Yours fraternally, E. ROUBANOVITCH, June 28, 1918. Member of the B.S.I.
“The Bolsheviki who promised liberty, equality, peace, etc., have not been ashamed to follow in the footsteps of Czarism. It is not liberty; it is tyranny.” (Extract from a letter of a young Russian Socialist, an enthusiast of liberty who died all too soon.)
I
Organization of the Peasants after the Revolution in Soviets of Peasant Delegates
A short time after the Revolution of February the Russian peasants grouped themselves in a National Soviet of Peasant Delegates at the First Congress of the Peasants of All-Russia, which took place at Petrograd. The Executive Committee of this Soviet was elected. It was composed of well-known leaders of the Revolutionary Socialist party and of peasant delegates sent from the country. Without adhering officially to the Revolutionary Socialist party, the Soviet of Peasant Delegates adopted the line of conduct of this party. While co-ordinating its tactics with the party’s, it nevertheless remained an organization completely independent. The Bolsheviki, who at this Congress attempted to subject the peasants to their influence, had not at the time any success. The speeches of Lenine and the other members of this party did not meet with any sympathy, but on the contrary provoked lively protest. The Executive Committee had as its organ the paper Izvestya of the National Soviet of Peasant Delegates. Thousands of copies of this were scattered throughout the country. Besides the central national Soviet there existed local organizations, the Soviets, the government districts who were in constant communication with the Executive Committee staying at Petrograd.

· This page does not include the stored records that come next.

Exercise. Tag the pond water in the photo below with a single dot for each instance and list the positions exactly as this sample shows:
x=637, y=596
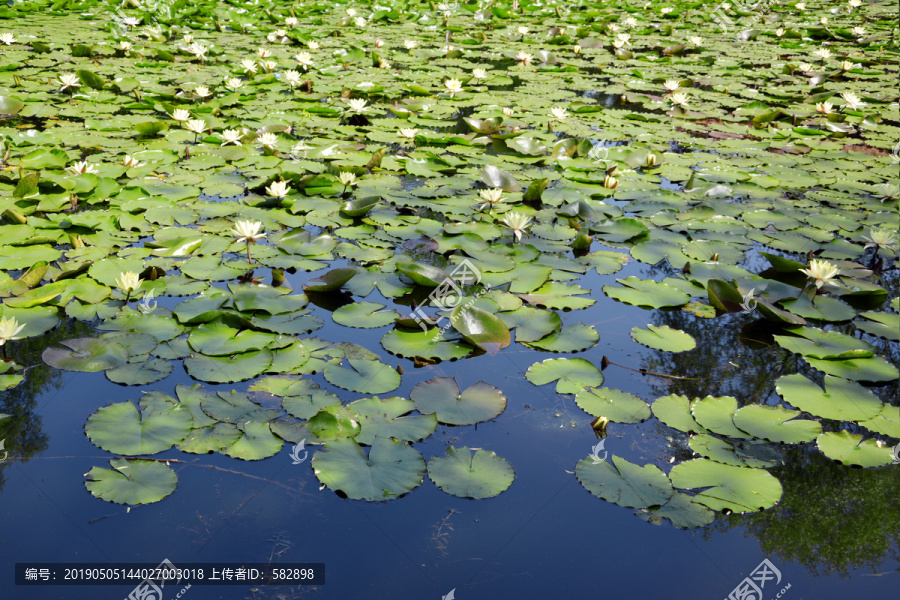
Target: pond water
x=664, y=278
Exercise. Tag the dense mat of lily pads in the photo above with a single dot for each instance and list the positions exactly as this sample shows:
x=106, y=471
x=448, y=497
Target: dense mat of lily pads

From its foundation the Executive Committee exercised great energy in the work of the union and the organization of the peasant masses, and in the development of the Socialist conscience in their breasts. Its members spread thousands and hundreds of thousands of copies of pamphlets of the Revolutionary Socialist party, exposing in simple form the essence of Socialism and the history of the International explaining the sense and the importance of the Revolution in Russia, the history of the fight that preceded it, showing the significance of the liberties acquired. They insisted, above all, on the importance of the socialization of the soil and the convocation of the Constituent Assembly. A close and living tie was created between the members of the Executive Committee staying at Petrograd and the members in the provinces. The Executive Committee was truly the expression of the will of the mass of the Russian peasants.